Australia grocer Woolworths has announced the proposed A$1.8bn (£1bn) sales of its forecourt business to UK-based energy giant BP has been scrapped due to competition concerns.
It said it has been notified by BP that will not continue with the proposed purchase of the petrol business that was announced on 28 December 2016.
The scrapping of the deal for 527 fuel stations came after The Australian Competition & Consumer Commission objected to the deal on the grounds that it would lead to higher petrol prices for consumers.
BP had initially pledged to fight the ruling, but said it could no longer find a way to structure the deal to meet its strategic objectives.
The acquisition was to be a key plank of BP’s plans to grow its international downstream business, in which it is looking to export the model in has grown in the UK where around 300 of its petrol stations include Marks & Spencer food shops.
The deal was to have been BP’s largest downstream acquisition in over a decade.
Woolworths planned to invest the proceeds into its core grocery business.
Woolworths Group said it is “continuing to engage actively with alternative options” for its petrol business.
B&M European Value Retail (BME) has posted its annual report in recent minutes.
The report shows the overall pay of CEO Simon Arora dipped from £1.4m in 2016/17 to £1.38m in 2017/18.
This was despite his basic salary rising from £589k to £612k as he received a smaller annual bonus – which dropped to £618k from £679k last year.
Arora received no awards under its long-term incentive plan in either 2016/17 or 2017/18.
On the markets this morning, the FTSE 100 has opened up a further 0.3% to 7,653.7pts.
Fallers include PayPoint (PAY), down 4.4% to 985p and TATE & Lyle (TATE), down 1.7% to 630p.
Yesterday in the City
The FTSE 100 ended the day up 0.4% with new entrant Ocado (OCDO) the index’s top riser to continue a volatile week for the online grocer.
After immediate plunge on admission to the FTSE on Monday, Ocado surged 5.6% back to 1,001.5p after broker Peel Hunt reiterated its buy rating on the stock despite its huge share price jump since announcing a tie-up with US grocer Kroger.
Also on the rise due to backing from a broker was Imperial Brands (IMB), which was highlighted as a top consumer stock pick by Liberum.
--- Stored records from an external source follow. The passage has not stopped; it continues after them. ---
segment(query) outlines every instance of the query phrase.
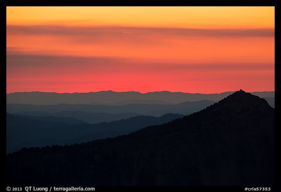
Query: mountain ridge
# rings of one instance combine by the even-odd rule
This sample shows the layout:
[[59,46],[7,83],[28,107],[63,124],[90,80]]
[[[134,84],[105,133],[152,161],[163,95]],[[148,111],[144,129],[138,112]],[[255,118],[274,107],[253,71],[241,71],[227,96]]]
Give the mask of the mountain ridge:
[[[140,93],[135,91],[100,91],[90,93],[57,93],[54,92],[16,92],[6,94],[6,103],[35,105],[65,104],[110,104],[126,100],[158,100],[177,104],[186,101],[203,100],[218,101],[234,92],[201,94],[160,91]],[[274,91],[255,92],[260,97],[274,97]],[[150,103],[152,104],[151,103]],[[153,103],[152,103],[153,104]]]
[[240,91],[200,111],[128,135],[22,149],[7,156],[7,180],[11,184],[271,186],[274,128],[275,109],[264,100]]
The tobacco firm jumped 3.2% yesterday to 2,705p, while competitor British American Tobacco (BATS) also jumped 2.4% to 3,779p on the positive sentiment for the sector.
Also on the rise yesterday was Sainsbury’s (SBRY), which rose 2% to 316.8p, despite a frosty reception for Asda and Sainsbury’s bosses at Westminster yesterday morning. The City shrugged off the hearing, believing nothing new emerged to threaten the completion of Sainsbury’s mega-merger with Asda.
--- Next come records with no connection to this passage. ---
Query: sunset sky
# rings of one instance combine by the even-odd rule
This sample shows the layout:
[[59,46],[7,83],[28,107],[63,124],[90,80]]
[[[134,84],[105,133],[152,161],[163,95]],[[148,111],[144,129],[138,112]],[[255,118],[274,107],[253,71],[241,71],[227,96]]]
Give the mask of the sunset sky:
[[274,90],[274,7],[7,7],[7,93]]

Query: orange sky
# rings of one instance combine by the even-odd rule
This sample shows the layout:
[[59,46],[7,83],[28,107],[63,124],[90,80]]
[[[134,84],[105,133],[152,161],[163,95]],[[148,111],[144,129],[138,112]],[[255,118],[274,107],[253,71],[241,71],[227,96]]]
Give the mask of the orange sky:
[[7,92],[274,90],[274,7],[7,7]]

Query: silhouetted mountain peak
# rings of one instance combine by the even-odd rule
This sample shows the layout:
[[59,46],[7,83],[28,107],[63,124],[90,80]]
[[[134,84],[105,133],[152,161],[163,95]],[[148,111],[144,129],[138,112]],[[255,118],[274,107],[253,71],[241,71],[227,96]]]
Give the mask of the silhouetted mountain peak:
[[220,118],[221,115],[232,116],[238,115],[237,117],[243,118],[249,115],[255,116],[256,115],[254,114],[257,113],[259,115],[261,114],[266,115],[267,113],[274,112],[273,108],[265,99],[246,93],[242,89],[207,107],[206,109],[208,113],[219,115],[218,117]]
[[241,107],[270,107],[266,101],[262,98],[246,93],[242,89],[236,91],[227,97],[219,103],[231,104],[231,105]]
Other risers included SSP Group (SSPG), up 2% to 662.1p, Associated British Foods (ABF), up 1.6% to 2,807p, Tesco (TSCO), up 1.3% to 259.4p, McBride (MCB), up 2.3% to 143.8p and Just Eat (JE), up 2.1% to 823.2p.
Britivic (BVIC), the UK distributer of Pepsi products, shrugged off concerns around the availability of Co2 to rise 1.3% to 775p.
Fallers included Marks & Spencer (MKS), down 1.3% to 293.6p, McColl’s (MCLS), down 6.5% to 215p, PureCircle (PURE), down 2.5% to 387p, Kerry Group (KYGA), down 2% to 88.85 and PZ Cussons (PZC), down 1.2% to 220.4p.